Un grupo de vecinos en la manifestación de Barcelona és imparable, en la Plaça Sant Jaume.

En las últimas elecciones municipales, mi buen amigo Jordi Graupera (fundador de un movimiento político que sí superaba el marco mental de los partidos procesistas) ya recordó los barceloneses que la ciudad sólo salvaría su ocaso con la invención de una nueva fuerza política que emanara directamente de la ciudadanía y salvara las dinámicas que han convertido la partitocracia nacional en un lodazal de mediocridad. También hizo notar algo tan sencillo como que, si el soberanismo quería la capital (entendiendo por querer no sólo comandarla, sino aplicar un proyecto de capitalidad de estado mediterránea sin subsidiariedad de Madrid), esta nueva unidad política era la mejor forma de asegurar una victoria y de religar la ambición imparable de los barceloneses a su administración. Graupera, en definitiva, propuso una apuesta inteligente y valiente, y ya sabemos cómo acaban estas cosas en Catalunya…

A través de su alcaldable en potencia, Gerard Esteva, Barcelona és imparable se ha presentado denunciando elementos de preocupación más que relevantes, tales como el hecho de que uno de cada tres barceloneses pueda ser víctima de un delito antes de que termine el año, la presencia de más de 5.000 locales vacíos o un endémico 35% de paro juvenil en nuestra capital. Ningún barcelonés puede sentirse ajeno a estas preocupaciones, pero cuando este mismo ciudadano busca la existencia de un proyecto alternativo al Colauismo o a la nulidad existencial de los partidos consuetudinarios… la respuesta es un silencio prácticamente monacal. De la misma forma que echar  a Colau no es ningún proyecto en sí mismo, la denuncia del desorden en los barrios y repetir cien mil veces que estamos en decadencia (o que, con un poco de esfuerzo, podríamos ser la rehostia) no soluciona nada de nada. Barcelona debe pensarse más allá de Colau, como lo tenía que hacer hace veinte años más allá de Maragall.

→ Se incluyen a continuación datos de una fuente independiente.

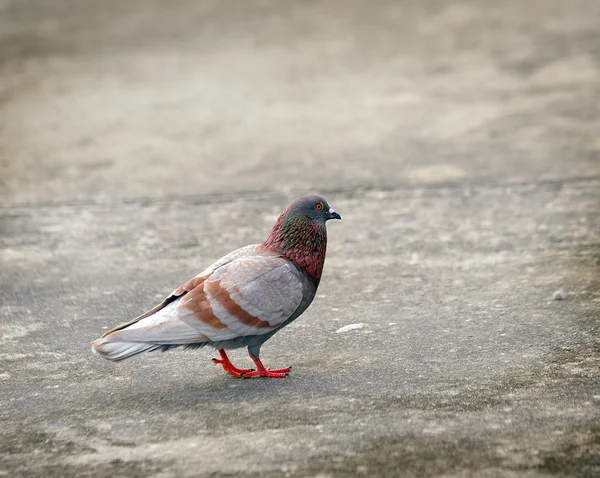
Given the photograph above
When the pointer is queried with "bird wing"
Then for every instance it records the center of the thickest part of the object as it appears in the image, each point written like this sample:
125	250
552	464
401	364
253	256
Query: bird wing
247	294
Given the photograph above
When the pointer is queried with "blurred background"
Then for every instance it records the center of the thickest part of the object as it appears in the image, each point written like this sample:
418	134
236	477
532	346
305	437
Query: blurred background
112	99
460	142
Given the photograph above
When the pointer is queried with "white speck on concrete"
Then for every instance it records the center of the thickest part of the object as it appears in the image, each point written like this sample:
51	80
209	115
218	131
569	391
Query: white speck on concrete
349	327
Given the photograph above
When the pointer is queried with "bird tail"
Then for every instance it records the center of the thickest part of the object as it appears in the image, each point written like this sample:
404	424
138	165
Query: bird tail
115	350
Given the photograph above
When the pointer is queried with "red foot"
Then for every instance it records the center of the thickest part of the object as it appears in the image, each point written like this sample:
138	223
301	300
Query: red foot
261	371
229	367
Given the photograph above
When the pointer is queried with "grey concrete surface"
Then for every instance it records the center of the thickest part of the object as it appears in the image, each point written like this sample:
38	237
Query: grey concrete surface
141	140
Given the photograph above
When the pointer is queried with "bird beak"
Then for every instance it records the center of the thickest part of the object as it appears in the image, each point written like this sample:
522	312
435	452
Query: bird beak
333	214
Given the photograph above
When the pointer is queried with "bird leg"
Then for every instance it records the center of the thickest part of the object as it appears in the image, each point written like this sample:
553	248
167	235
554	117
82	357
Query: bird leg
261	371
229	367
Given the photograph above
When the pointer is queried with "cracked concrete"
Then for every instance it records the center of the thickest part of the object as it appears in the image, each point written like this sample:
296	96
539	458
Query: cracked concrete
140	141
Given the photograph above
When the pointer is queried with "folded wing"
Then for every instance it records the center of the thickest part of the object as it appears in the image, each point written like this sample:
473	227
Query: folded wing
251	294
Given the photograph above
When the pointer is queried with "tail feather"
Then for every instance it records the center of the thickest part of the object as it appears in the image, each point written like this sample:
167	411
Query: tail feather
117	350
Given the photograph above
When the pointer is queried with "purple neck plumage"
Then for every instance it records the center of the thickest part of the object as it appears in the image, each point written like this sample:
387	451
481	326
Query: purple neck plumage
301	240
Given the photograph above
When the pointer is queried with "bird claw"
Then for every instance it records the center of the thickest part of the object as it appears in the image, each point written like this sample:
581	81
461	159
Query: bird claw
268	373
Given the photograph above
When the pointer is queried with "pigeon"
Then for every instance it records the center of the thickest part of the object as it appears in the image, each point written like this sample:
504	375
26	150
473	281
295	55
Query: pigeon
241	300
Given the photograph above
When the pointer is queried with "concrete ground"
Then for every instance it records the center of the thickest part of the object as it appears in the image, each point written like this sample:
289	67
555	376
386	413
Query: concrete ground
460	141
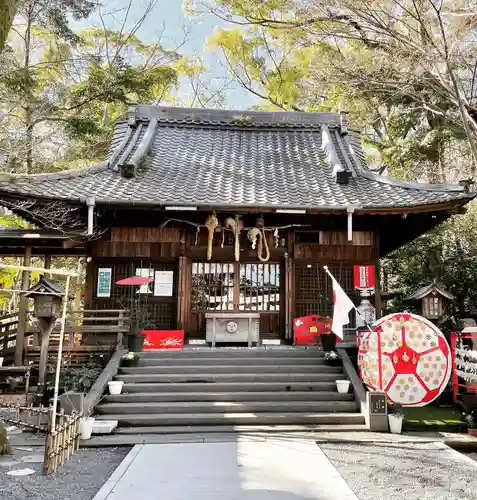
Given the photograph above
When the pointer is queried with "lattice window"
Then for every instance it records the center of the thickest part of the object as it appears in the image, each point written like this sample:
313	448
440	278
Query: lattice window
259	287
212	287
216	287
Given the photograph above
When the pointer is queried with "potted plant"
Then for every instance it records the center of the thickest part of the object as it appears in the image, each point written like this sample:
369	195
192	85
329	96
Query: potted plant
471	421
130	359
395	418
115	387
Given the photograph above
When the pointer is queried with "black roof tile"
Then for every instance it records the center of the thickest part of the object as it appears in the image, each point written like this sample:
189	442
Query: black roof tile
236	159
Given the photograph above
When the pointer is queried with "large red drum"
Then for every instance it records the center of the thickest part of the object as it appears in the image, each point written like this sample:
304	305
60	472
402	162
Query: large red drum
407	357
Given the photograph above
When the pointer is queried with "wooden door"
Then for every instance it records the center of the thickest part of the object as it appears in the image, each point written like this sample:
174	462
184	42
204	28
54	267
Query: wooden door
159	302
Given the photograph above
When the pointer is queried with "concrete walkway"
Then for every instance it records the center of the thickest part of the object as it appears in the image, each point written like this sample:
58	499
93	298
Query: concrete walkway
242	470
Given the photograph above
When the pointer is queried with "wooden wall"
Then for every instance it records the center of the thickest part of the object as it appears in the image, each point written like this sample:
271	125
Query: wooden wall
178	247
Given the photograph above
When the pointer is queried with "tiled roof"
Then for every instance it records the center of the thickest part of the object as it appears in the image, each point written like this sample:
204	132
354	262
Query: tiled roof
209	158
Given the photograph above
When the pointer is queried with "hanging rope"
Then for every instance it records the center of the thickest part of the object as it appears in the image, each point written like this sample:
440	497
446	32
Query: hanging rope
234	225
211	224
255	234
262	242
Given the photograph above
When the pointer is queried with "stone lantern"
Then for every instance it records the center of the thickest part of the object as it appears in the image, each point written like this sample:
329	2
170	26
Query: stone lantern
433	299
47	297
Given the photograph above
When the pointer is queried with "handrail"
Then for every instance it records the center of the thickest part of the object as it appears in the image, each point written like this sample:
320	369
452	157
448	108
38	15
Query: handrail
97	390
358	387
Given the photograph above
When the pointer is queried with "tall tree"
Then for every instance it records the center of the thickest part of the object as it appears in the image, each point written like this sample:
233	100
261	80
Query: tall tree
408	67
7	13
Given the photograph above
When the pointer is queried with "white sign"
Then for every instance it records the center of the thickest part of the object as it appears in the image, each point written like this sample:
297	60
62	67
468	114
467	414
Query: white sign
163	283
104	282
145	272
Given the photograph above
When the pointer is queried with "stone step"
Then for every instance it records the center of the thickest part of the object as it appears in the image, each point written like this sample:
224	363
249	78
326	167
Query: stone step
249	407
231	369
246	429
136	387
279	418
232	361
242	378
151	397
257	352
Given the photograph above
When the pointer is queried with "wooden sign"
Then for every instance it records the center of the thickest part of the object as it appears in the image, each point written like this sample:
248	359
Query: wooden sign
378	404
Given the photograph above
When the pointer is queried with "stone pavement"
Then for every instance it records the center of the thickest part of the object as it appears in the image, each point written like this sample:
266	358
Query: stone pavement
242	470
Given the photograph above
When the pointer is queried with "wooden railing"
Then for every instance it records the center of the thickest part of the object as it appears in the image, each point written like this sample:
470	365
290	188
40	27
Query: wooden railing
8	334
92	327
85	331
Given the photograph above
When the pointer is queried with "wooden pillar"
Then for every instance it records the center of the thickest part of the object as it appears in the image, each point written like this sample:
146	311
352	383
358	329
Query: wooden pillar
378	303
90	284
48	261
23	310
46	327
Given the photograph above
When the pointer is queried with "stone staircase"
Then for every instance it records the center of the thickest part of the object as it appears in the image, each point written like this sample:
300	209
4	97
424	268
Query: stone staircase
223	390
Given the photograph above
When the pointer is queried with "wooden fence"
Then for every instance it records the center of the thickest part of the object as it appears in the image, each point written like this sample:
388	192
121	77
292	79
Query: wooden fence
8	334
29	417
60	443
86	332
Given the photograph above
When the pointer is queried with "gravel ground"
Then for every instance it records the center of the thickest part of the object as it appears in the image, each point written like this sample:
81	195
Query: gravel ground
79	479
408	471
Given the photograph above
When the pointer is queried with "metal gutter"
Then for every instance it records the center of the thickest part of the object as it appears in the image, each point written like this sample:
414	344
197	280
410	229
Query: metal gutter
330	150
122	145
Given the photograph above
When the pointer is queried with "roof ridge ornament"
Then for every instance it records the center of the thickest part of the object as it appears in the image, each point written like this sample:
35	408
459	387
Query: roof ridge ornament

Barcelona debe pensarse más allá de Colau, como se tenía que hacer hace veinte años más allá de Maragall

El colega Francesc Soler lo expresó muy bien aquí mismo en nuestro querido The New Barcelona Post: Barcelona no es tan maravillosa e idílica como aparece en las instantáneas de Instagram ni tan insegura y sucia como la pintan los motivados de Twitter. Sea como sea, y nuestra publicación es un buen ejemplo, la capital del país continúa absorbiendo talento de todo el mundo a nivel científico, técnico y humanístico y es la sede de iniciativas empresariales que la convierten en pionera en el marco del sur del Mediterráneo. Pero a este esfuerzo de la conciudadanía, esto es una realidad palmaria, no se corresponde ningún proyecto (ni ningún candidato) mínimamente estimulante. Durante demasiado tiempo, los partidos catalanes han utilizado Barcelona para verter las sobras del poder que reservaban para el Govern, y ahora recogemos los frutos de tanta indiferencia y temeridad. El estado de Barcelona va más allá de Colau, y la orfandad de un proyecto político para la ciudad ya es suficiente motivo de alarma. Y esto no se cura con ninguna manifa.